Mamoutou Sacko a connu son heure de gloire dans la Région de Sikasso. Même s’il y fut un homme de mauvaise renommée et de triste mémoire pour les populations qui ont eu à subir ses méfaits. Mais la roue tourne et après le temps de la malfaisance, l’heure du jugement était venue pour Mamoutou qui comparaissait hier devant la cour d’assises dont la session se tient depuis bientôt un mois à Bamako.

L’audience était présidée par Salikou Diarra et au banc du ministère public siégeait Aboubacar Dienta, procureur de la République près le tribunal de première instance de Koulikoro. La défense du prévenu était assurée par Me Aboubacar Sidiki Diallo du Barreau malien.

Les faits pour lesquels comparaissait Mamoutou Sacko remontent au 27 novembre 2002 à Koutiala. Il faut rappeler qu’à cette période, l’actualité avait été assombrie par une série d’actes criminels commis sur les principales artères routières du pays.

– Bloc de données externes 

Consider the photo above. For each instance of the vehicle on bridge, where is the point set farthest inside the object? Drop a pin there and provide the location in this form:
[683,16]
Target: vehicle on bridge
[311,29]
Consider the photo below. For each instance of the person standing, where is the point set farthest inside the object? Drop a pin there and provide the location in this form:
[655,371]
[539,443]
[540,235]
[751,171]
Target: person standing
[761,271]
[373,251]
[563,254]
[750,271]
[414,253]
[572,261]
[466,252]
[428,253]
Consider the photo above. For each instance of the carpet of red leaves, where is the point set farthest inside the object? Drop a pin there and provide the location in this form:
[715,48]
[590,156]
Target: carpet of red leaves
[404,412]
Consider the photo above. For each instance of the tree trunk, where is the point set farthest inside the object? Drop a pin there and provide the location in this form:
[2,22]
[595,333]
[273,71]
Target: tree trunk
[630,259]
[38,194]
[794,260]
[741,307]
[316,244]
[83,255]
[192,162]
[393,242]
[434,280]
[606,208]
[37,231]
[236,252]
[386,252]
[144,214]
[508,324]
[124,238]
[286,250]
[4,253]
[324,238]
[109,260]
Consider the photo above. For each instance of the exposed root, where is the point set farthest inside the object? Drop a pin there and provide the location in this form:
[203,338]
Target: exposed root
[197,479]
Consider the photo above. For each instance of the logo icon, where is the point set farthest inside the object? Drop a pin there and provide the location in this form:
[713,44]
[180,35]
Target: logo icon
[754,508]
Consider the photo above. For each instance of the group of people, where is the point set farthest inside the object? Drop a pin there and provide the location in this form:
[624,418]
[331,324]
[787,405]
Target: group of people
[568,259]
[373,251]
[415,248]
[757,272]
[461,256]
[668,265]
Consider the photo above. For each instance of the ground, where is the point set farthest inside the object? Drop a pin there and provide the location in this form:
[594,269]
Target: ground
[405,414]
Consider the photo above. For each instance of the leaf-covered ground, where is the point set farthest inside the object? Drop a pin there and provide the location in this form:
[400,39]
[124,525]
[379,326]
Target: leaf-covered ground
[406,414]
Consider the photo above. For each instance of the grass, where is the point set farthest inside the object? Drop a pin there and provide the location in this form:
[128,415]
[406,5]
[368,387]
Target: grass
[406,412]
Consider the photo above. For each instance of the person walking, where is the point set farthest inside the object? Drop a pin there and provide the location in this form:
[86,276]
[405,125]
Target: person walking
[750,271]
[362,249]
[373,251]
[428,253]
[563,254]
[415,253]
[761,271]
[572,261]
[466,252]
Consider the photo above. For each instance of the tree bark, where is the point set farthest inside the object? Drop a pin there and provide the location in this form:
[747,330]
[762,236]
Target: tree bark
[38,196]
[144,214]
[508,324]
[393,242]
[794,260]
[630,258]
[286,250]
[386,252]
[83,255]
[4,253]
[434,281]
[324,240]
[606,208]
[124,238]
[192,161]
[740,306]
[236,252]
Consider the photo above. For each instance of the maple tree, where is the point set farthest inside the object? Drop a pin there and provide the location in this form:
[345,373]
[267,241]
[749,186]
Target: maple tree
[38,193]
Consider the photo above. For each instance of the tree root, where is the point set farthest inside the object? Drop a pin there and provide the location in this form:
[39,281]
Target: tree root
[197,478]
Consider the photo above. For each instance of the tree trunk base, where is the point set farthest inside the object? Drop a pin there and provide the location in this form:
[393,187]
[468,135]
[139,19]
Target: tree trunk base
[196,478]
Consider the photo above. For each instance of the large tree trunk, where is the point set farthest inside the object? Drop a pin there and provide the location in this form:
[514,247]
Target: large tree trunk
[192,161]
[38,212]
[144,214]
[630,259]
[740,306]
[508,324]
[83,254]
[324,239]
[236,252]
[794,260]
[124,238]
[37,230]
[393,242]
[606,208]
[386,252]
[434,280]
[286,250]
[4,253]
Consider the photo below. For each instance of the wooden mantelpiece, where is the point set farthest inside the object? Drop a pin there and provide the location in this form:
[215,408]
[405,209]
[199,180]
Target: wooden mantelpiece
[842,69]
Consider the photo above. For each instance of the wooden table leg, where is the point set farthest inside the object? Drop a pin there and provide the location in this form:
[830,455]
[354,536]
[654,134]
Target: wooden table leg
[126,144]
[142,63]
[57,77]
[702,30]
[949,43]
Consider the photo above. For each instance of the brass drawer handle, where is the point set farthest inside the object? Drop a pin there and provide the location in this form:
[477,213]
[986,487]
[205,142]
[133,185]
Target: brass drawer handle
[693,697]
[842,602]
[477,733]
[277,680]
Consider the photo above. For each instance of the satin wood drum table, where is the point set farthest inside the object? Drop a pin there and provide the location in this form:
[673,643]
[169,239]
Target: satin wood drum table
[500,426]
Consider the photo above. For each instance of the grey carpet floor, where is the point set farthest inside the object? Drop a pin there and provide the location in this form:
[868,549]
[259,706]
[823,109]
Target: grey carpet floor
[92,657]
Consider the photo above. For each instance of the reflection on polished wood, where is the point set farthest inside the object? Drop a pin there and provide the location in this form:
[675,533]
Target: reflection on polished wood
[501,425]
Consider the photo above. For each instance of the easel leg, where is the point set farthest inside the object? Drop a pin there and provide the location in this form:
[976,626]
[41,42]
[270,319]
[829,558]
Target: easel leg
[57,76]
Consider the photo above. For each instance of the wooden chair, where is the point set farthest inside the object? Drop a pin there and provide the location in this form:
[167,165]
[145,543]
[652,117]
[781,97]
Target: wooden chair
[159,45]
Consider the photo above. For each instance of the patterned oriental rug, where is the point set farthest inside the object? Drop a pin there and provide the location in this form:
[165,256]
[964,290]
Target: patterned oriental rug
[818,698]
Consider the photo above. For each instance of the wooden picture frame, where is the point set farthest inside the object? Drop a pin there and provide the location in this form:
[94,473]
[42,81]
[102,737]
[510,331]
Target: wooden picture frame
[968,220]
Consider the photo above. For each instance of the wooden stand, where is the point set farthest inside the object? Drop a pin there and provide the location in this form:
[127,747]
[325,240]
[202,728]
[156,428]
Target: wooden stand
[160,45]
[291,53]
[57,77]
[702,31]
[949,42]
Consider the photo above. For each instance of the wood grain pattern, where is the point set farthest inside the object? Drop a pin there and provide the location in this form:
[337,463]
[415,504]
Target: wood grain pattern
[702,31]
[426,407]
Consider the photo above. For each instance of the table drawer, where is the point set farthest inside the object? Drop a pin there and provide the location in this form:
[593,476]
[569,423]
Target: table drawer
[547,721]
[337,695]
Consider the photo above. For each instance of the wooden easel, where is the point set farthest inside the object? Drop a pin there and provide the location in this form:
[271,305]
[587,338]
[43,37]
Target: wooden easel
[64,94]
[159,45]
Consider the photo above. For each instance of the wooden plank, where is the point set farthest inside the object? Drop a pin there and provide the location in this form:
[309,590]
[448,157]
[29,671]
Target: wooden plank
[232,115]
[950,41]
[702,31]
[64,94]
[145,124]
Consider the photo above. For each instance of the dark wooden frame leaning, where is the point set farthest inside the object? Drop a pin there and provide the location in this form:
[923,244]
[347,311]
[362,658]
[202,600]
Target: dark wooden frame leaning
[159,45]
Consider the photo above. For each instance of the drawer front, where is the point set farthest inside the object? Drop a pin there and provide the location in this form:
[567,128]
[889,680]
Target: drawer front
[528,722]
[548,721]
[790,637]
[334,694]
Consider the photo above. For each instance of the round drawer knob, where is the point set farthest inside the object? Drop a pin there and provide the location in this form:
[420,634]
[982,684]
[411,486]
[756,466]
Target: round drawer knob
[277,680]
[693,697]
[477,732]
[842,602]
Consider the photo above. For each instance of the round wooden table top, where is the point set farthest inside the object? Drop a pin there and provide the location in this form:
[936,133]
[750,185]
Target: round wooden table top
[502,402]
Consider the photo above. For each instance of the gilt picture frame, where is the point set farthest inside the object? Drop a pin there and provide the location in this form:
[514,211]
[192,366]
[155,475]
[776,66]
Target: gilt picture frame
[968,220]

Dans le triangle San – Bla – Koutiala, les motocyclistes étaient régulièrement attaqués, puis dépossédés de leurs engins. Les services de sécurité, eux, se trouvaient dans l’embarras pour organiser leur riposte.

Car les coupeurs de routes opéraient à une fréquence très élevée, espaçaient considérablement leurs différents théâtres d’opération et surtout s’évanouissaient dans la nature sans laisser d’indices derrière eux.

Mais, comme on le dit, à force de tirer sur la corde, il arrive que l’on se fasse pendre avec celle-ci. Ce jour du 27 novembre 2002, Mamadou Bagayoko prit le départ pour Sounkolo. En cours de route il fut intercepté par deux individus qui le menacèrent avec des armes blanches et l’obligèrent à leur remettre la moto Yamaha Dame 80 de couleur bleue foncée sur laquelle il roulait.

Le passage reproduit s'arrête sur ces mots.